2. Use the birdflu.xls spreadsheet again

a. Edit the birdflu spreadsheet from a wide format to a long format.

Check the best practice on Principles of data files (which I’m sure you have read!) to see the difference.

b. Read in the edited birdflu data.

c. How many deaths were there in 2007?

d. How many cases were there in Thailand in all years?

e. How many cases were there in Indonesia in 2008?

3. New Haven road race data

Download the New Haven road race data from 2015.

Check here if you are having trouble.

a. Clean and read in the data.

b. How many males and females ran in the race?

c. How many males under 19 years old ran in the race?

c. What was the fastest race time?

d. What was the mean race time for runners from New Haven?
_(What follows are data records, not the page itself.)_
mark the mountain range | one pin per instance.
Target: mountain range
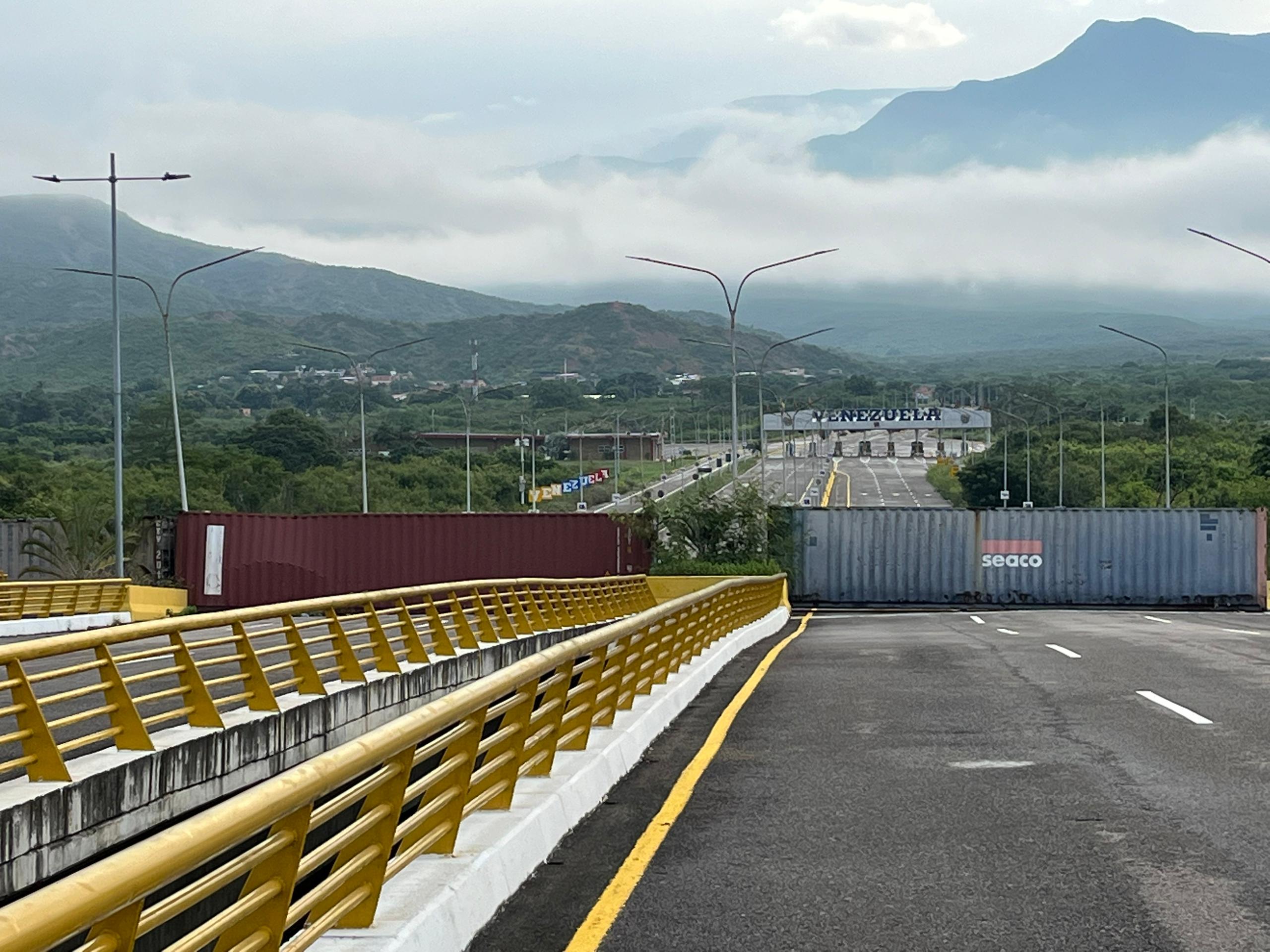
(40, 234)
(250, 314)
(1122, 89)
(767, 117)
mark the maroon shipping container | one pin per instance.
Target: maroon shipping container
(233, 560)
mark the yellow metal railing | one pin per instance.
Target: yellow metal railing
(41, 599)
(310, 849)
(117, 686)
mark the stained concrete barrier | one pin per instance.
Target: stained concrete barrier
(48, 828)
(440, 903)
(62, 624)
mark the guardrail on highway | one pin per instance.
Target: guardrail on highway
(312, 848)
(44, 599)
(192, 669)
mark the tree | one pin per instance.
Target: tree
(294, 440)
(255, 398)
(78, 546)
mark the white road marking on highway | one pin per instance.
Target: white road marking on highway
(907, 488)
(882, 497)
(1176, 709)
(1064, 651)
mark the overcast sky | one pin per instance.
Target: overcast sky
(380, 134)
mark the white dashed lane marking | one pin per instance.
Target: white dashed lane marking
(1176, 709)
(1064, 651)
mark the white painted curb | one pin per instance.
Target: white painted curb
(439, 904)
(62, 624)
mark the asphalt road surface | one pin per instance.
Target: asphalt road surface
(929, 781)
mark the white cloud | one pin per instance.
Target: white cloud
(841, 23)
(374, 192)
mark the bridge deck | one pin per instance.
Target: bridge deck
(863, 800)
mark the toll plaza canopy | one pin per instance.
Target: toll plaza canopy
(896, 418)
f. Make a boxplot of pace as a function of gender (male vs female).

g. How fast did your instructor run?


How to submit your labs

How to write up your lab answers

You will need to write R code to answer each of the questions.

Please format your answers as follows:

It should look something like this:

# LAB: Unit 1. Lab 1
# Your Name #  Put your name here

# 1. Add 7 and 3,456.
7 + 3456

# 2. Assign this value to an object
x <- 7 + 3456

How to submit your lab answers on Canvas

You are permitted to submit your answers as many times as you like within each Unit.

Answers will be graded two or three times a week and re-opened if you submit early.

Each lab will close at its respective deadline (see Canvas).

Final grades for each lab will be computed and entered into the Canvas gradebook at the end of each Unit.